Per l’Arabia Saudita, invece, il leasing di terreni agricoli in Stati stranieri ha rappresentato un’alternativa ad avveniristici piani di sviluppo agricolo intensivo che, iniziati negli anni ‘80, si prefiggevano l’obiettivo della piena autosufficienza alimentare. Il risultato è stato in parte raggiunto ma a costo di ingenti investimenti e sovvenzionamenti pubblici e di elevate pressioni sulle magre risorse idriche disponibili. Nel corso dei primi dodici anni, si è assistito a una crescita sostenuta delle superfici coltivate, passate da 67mila a 924mila ettari ma, in tempi recenti, la dispendiosità dell’opera ha indotto il governo ad abbandonare il programma: nel 2008, si è dato avvio a una sua graduale riduzione, pari al 12% annuo, fino al totale esaurimento, previsto nel 2016. Il regno arabo ha intrapreso piani di investimento importanti non solo in Sudan e Pakistan, dove opera anche attraverso la Banca islamica di sviluppo e la Camera islamica di commercio, ma anche in Etiopia dove centrale è il ruolo di un magnate saudo-etiope ‘Ali al-Amoudi.

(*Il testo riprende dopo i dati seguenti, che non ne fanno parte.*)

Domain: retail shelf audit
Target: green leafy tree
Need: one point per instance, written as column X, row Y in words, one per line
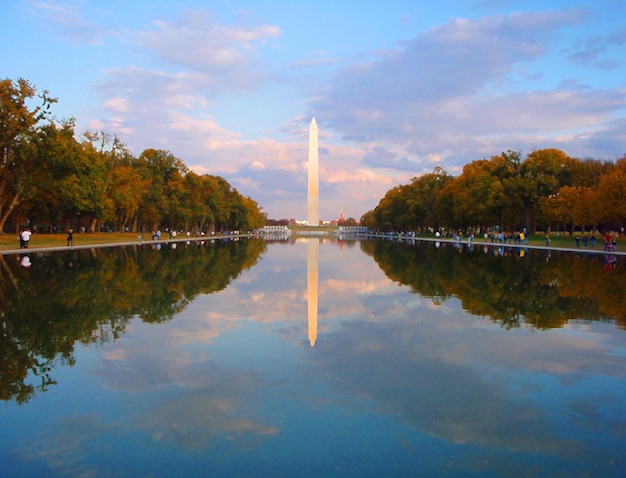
column 18, row 158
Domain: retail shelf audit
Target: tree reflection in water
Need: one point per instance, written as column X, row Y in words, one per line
column 542, row 289
column 89, row 296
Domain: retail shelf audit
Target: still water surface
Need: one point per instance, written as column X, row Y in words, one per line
column 313, row 357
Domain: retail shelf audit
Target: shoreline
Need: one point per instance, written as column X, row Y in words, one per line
column 367, row 236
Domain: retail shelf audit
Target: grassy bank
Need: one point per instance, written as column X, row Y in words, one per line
column 11, row 241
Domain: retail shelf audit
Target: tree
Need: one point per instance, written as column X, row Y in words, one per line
column 18, row 124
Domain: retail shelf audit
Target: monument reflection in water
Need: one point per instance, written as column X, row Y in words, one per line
column 198, row 361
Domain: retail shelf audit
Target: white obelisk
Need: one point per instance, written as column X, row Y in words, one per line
column 313, row 216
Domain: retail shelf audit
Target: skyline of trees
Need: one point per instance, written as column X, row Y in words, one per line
column 53, row 181
column 548, row 190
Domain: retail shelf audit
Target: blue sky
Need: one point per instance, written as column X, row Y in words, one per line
column 397, row 88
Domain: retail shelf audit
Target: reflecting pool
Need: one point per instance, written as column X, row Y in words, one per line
column 312, row 357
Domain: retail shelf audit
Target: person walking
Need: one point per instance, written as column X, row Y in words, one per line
column 25, row 236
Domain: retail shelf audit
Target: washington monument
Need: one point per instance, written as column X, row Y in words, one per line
column 313, row 216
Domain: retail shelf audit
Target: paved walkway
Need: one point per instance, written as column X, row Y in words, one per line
column 480, row 243
column 32, row 250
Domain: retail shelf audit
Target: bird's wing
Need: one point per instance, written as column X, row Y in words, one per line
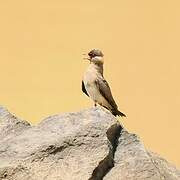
column 105, row 91
column 84, row 89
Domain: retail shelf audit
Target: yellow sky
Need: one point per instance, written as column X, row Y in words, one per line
column 41, row 65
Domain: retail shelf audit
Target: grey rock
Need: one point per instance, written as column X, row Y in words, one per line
column 87, row 145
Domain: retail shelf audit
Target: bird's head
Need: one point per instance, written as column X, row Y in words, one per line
column 95, row 56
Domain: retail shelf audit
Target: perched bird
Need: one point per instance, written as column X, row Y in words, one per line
column 95, row 86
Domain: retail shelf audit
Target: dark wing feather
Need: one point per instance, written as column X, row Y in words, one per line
column 105, row 90
column 84, row 89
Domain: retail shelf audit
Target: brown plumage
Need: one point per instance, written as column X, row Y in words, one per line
column 96, row 87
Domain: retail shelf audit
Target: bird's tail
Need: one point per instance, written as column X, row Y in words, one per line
column 118, row 113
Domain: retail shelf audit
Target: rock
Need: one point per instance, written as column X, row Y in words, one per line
column 87, row 145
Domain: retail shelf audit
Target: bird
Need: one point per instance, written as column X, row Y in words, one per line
column 95, row 86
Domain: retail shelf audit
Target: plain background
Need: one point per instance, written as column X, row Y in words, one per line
column 41, row 65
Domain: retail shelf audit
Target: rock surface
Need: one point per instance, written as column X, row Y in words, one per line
column 87, row 145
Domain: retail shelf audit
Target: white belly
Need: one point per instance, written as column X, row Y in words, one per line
column 89, row 81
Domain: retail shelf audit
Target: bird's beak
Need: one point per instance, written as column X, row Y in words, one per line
column 86, row 58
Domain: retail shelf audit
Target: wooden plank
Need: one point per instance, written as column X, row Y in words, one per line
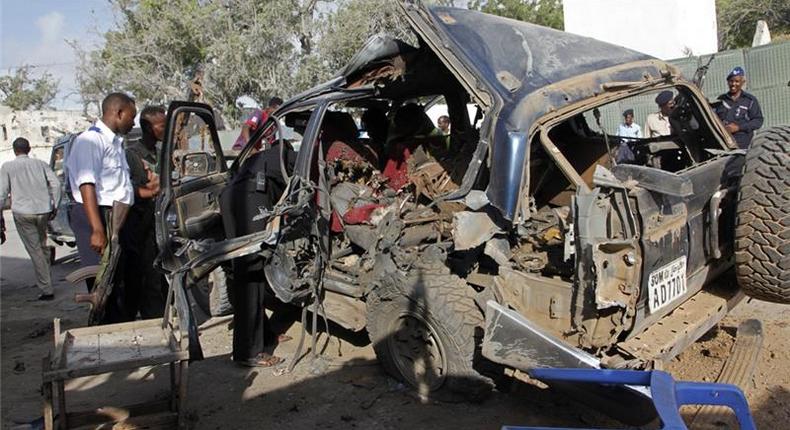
column 80, row 351
column 46, row 394
column 71, row 373
column 183, row 391
column 112, row 328
column 110, row 414
column 164, row 420
column 63, row 421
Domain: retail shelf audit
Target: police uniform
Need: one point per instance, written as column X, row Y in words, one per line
column 745, row 112
column 143, row 284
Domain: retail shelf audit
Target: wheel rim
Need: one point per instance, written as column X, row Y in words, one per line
column 417, row 352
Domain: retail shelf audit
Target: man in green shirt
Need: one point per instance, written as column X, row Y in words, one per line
column 143, row 285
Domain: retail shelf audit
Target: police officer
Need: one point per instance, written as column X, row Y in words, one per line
column 739, row 110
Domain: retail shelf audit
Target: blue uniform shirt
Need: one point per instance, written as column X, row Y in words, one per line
column 745, row 112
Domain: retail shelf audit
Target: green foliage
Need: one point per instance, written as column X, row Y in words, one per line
column 242, row 46
column 258, row 48
column 737, row 20
column 22, row 91
column 547, row 13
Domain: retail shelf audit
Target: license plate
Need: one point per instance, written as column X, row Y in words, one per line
column 666, row 284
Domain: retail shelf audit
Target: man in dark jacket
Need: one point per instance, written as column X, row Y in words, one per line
column 143, row 285
column 255, row 188
column 739, row 110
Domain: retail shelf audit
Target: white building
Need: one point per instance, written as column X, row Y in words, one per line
column 666, row 29
column 41, row 127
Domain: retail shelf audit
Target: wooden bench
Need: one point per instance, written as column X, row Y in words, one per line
column 96, row 350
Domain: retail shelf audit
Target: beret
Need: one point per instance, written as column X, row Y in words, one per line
column 737, row 71
column 663, row 97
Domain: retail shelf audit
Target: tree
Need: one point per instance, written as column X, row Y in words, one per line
column 737, row 20
column 243, row 47
column 547, row 13
column 22, row 91
column 342, row 33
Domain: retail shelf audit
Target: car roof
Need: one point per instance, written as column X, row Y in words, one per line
column 518, row 58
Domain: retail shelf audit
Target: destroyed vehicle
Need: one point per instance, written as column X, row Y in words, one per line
column 523, row 210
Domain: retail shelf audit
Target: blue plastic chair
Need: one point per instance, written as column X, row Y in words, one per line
column 667, row 394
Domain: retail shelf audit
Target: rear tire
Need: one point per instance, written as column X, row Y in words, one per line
column 762, row 233
column 426, row 331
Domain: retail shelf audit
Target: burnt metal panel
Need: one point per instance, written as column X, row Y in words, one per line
column 514, row 341
column 507, row 170
column 519, row 58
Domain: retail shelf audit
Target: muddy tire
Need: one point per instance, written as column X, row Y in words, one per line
column 429, row 317
column 762, row 232
column 211, row 294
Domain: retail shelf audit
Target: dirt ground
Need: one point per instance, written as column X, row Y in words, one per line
column 345, row 388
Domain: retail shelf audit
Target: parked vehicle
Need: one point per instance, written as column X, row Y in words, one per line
column 523, row 206
column 59, row 230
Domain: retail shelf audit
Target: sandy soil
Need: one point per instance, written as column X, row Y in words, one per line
column 345, row 388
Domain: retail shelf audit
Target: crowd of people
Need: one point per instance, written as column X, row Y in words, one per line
column 737, row 109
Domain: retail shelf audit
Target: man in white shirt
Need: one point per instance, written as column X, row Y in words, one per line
column 657, row 123
column 628, row 131
column 99, row 175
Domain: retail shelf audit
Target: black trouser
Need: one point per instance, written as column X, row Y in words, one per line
column 251, row 329
column 142, row 283
column 80, row 225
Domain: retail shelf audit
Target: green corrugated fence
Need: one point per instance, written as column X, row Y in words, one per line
column 767, row 73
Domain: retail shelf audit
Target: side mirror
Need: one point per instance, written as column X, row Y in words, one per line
column 195, row 164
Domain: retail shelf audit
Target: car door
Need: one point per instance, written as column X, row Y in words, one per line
column 192, row 172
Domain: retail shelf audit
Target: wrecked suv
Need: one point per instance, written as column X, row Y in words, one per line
column 515, row 241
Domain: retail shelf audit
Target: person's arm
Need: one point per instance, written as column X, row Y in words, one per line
column 85, row 166
column 5, row 186
column 648, row 132
column 245, row 133
column 151, row 187
column 54, row 187
column 755, row 117
column 91, row 205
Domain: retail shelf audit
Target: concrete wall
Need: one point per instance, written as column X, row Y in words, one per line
column 41, row 127
column 661, row 28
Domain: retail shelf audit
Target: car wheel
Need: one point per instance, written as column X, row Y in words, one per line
column 425, row 328
column 762, row 233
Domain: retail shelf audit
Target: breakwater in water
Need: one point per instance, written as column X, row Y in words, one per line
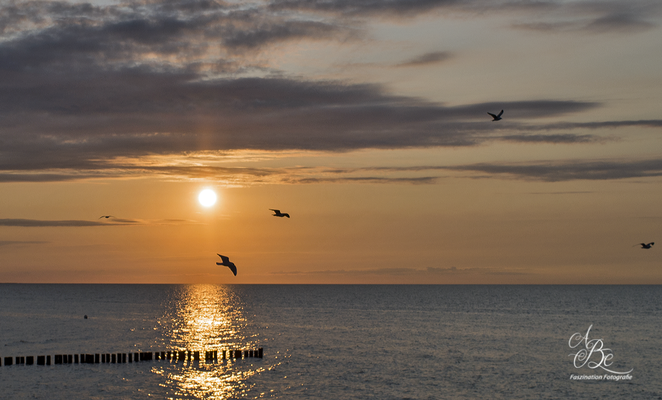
column 176, row 356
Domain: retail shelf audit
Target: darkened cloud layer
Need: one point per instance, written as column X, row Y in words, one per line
column 83, row 84
column 570, row 170
column 427, row 59
column 544, row 16
column 32, row 223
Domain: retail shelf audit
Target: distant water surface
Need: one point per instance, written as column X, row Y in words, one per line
column 333, row 341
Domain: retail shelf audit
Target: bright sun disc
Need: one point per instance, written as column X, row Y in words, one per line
column 207, row 198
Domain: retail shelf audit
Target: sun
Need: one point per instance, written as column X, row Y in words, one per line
column 207, row 198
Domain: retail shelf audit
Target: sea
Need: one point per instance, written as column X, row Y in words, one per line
column 336, row 341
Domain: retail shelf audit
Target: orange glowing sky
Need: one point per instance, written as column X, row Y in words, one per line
column 366, row 121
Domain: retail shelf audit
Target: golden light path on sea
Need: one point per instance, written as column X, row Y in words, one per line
column 207, row 318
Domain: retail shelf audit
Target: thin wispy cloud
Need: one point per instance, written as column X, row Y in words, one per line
column 82, row 85
column 20, row 242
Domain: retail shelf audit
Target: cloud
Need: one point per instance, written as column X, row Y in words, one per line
column 430, row 271
column 35, row 223
column 569, row 170
column 559, row 138
column 426, row 59
column 84, row 85
column 19, row 242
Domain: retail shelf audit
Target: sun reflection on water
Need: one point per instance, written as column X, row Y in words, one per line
column 207, row 318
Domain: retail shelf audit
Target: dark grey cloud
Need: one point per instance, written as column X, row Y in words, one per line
column 364, row 7
column 569, row 170
column 19, row 242
column 427, row 59
column 558, row 138
column 82, row 85
column 36, row 223
column 620, row 22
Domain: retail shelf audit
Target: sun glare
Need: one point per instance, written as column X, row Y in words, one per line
column 207, row 198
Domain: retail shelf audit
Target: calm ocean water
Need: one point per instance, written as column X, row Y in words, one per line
column 336, row 341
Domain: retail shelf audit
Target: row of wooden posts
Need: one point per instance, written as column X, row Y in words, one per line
column 121, row 358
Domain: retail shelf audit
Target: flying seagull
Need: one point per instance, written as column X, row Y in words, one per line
column 228, row 263
column 277, row 213
column 496, row 117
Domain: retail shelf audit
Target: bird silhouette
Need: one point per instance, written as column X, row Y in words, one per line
column 496, row 117
column 228, row 263
column 277, row 213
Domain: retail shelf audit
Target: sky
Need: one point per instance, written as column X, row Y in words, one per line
column 365, row 120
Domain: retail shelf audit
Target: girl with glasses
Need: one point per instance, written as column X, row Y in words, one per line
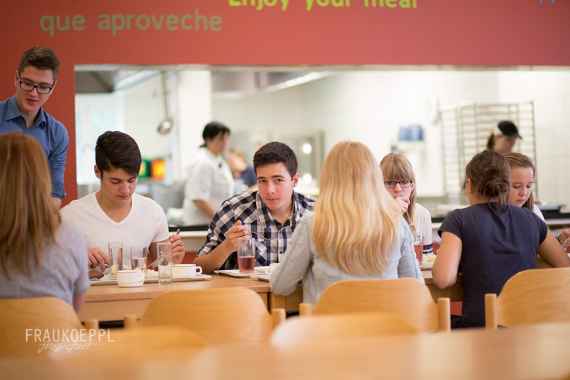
column 400, row 181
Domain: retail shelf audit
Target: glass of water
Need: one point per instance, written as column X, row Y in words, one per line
column 138, row 258
column 116, row 256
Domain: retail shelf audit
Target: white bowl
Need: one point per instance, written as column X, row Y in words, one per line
column 186, row 270
column 130, row 278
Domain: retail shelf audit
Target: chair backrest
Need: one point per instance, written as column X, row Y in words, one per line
column 220, row 315
column 531, row 296
column 28, row 324
column 319, row 328
column 406, row 297
column 137, row 346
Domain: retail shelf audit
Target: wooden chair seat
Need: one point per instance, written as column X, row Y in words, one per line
column 406, row 297
column 220, row 315
column 322, row 328
column 529, row 297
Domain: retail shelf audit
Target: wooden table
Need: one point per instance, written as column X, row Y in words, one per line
column 537, row 352
column 110, row 303
column 533, row 352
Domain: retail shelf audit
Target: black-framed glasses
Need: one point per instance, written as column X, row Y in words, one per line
column 403, row 184
column 28, row 85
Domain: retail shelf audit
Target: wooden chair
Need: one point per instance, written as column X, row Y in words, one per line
column 120, row 347
column 406, row 297
column 220, row 315
column 26, row 321
column 531, row 296
column 330, row 327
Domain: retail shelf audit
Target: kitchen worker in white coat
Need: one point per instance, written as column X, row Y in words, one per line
column 210, row 179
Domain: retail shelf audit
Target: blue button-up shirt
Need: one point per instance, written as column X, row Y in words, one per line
column 49, row 132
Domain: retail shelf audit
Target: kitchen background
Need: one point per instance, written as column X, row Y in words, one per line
column 388, row 108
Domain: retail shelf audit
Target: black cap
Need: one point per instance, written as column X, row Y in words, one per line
column 509, row 129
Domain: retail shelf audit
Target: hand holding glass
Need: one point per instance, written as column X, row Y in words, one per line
column 246, row 256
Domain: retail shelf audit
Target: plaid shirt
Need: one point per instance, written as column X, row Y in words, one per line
column 271, row 236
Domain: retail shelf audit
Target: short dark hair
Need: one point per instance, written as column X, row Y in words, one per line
column 117, row 150
column 273, row 153
column 490, row 176
column 41, row 58
column 213, row 129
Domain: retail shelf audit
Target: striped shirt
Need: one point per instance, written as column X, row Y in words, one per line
column 270, row 236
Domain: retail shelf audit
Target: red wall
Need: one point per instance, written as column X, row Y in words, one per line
column 436, row 32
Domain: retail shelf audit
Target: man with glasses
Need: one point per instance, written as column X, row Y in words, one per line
column 35, row 80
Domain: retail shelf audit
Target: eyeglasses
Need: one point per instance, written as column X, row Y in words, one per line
column 404, row 185
column 28, row 85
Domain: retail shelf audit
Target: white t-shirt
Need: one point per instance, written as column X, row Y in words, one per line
column 422, row 221
column 209, row 179
column 145, row 224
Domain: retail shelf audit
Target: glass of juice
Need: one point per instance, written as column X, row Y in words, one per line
column 419, row 246
column 246, row 256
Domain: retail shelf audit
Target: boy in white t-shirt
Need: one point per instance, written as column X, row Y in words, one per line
column 115, row 212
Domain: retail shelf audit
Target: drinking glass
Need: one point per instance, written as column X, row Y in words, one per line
column 138, row 258
column 419, row 246
column 164, row 263
column 116, row 256
column 246, row 256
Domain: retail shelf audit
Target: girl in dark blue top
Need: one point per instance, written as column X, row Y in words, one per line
column 490, row 241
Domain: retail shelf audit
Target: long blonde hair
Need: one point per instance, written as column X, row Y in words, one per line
column 356, row 219
column 396, row 167
column 30, row 218
column 519, row 160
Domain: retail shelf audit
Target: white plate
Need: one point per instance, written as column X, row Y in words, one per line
column 151, row 277
column 233, row 273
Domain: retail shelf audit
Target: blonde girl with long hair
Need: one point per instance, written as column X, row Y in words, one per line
column 400, row 181
column 522, row 182
column 39, row 255
column 356, row 231
column 523, row 175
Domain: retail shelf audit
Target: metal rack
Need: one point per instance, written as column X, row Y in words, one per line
column 465, row 130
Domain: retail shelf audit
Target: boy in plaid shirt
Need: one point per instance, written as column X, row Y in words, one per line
column 268, row 215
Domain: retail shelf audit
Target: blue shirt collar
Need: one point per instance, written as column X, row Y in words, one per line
column 13, row 112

La Fao, dopo un primo rapporto della Ong Grain, ha invitato alla cautela nei giudizi su queste operazioni sottolineando, da un alto, il divario tra dichiarazioni ufficiali e reale attuazione dei progetti annunciati, dall’altro, la loro potenzialità nel riportare capitali in regioni, come il Corno d’Africa, dove la forte instabilità interna ha determinato una netta riduzione degli investimenti diretti esteri. Resta, tuttavia, la rischiosità di questo tipo di operazioni, non solo legata alla loro sostenibilità ambientale ma anche alle incognite di natura politica: i contratti di leasing, infatti, divengono spesso attuabili solo attraverso l’esproprio di terreni che i governi centrali ritengono sotto-sfruttati da pratiche agricole tradizionali. In contesti come il Sudan o l’Etiopia, entrano in ballo questioni critiche, quali l’accesso alla terra e alle sue risorse che sono state e possono essere causa di conflitti. A ciò si aggiunga la difficoltà a legittimare l’esportazione di beni agricoli prodotti in grande quantità in Paesi affamati come quelli africani appunto. In Kenya, Tanzania ma nello stesso Sudan e in Etiopia si sono già verificate in passato sollevazioni e proteste al momento del trasferimento, così come da contratto, delle produzioni cerealicole verso i Paesi del Golfo.
Soluzioni possibili al problema risiedono certamente nell’intensificazione della cooperazione inter-araba attraverso una migliore riorganizzazione produttiva e distribuzione di risorse. Ma si tratta di ipotesi in uno scenario in evoluzione ricco di incognite, sul piano locale e internazionale.